COMMUNITY LIFESTYLE INSTITUTE
Stay in Faith, A better life is on the horizon
Social Justice Blog
Social Justice Blog
Profiteering from Incarceration
|Posted on April 3, 2015 at 10:15 PM|
Society's response to the convicted criminal seems to be to lock them up and throw away the key. I see a certain amount of righteousness about this attitude especially among the politicians. But there is also a lot of fear in society that I think the politicians have fed on that fear as well as feed the fear (Alexander, 2012). Too often the laws on criminality seem to be written in mind for the profit which can be generated from prisoners. One only has to look at the for profit jails. Many of these for-profit prisons go into rural communities promising jobs. Based on these promises the rural counties or small towns will often help build the prison for the private for-profit companies.
What does building an economy based on prisons do for a society? It forces them to find more prisoners and criminals.
What happens when that prison closes? The city or county is often left on the hook for bigger bills because the county or towns floated bonds to pay for the building. These additional debts now prevent the local government from being able to maintain their daily operation.
When society pays for warehousing prisoners in these for-profit prisons, they help them maximize their profits. They maximize profits by cutting services such as lowering the amount guards, medical care, and food quality and/or quantity.
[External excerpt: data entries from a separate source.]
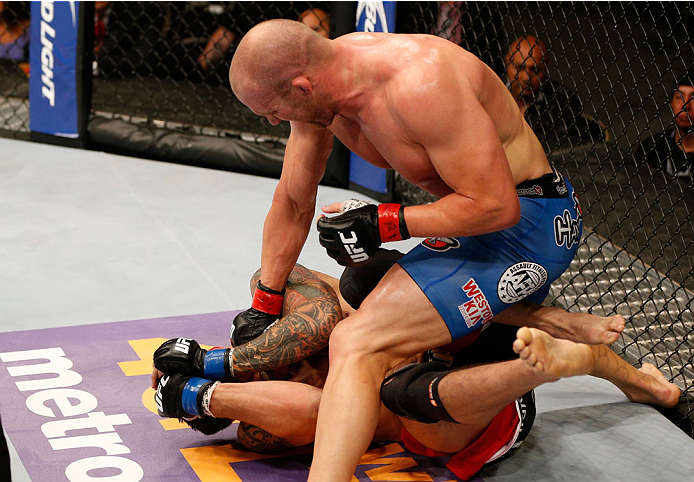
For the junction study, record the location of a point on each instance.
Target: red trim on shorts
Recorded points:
(389, 222)
(466, 463)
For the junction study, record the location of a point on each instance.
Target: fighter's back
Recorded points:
(416, 70)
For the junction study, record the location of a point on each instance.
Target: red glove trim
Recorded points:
(389, 222)
(270, 303)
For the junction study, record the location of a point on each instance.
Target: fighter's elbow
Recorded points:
(504, 214)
I wonder what would happen, if instead of paying the for-profit prisons for how many beds they filled, we paid them based on their lack of recidivism rate? The lower the rate of recidivism the more the prison would get paid. Or we could pay the prisons for the number of prisoners who earned GED or receive certificates in the trades. Again Jon Oliver's program points this out very well where he notes that a for profit prison, promotes the reason to invest in their company stock is because of their high recidivism rate.
Society needs to ask itself what it wants to see when a prisoner is released. Are they going to see a person who is better trained to be a criminal when released from jail or are they going to see someone who has some pride in himself because he now has a GED or certificate in a trade. Who would you feel safer to have returned to your town?
Alexander, M. (2010). The New Jim Crow: Mass Incarceration in the Age of Color blindness. New York, NY: The New Press.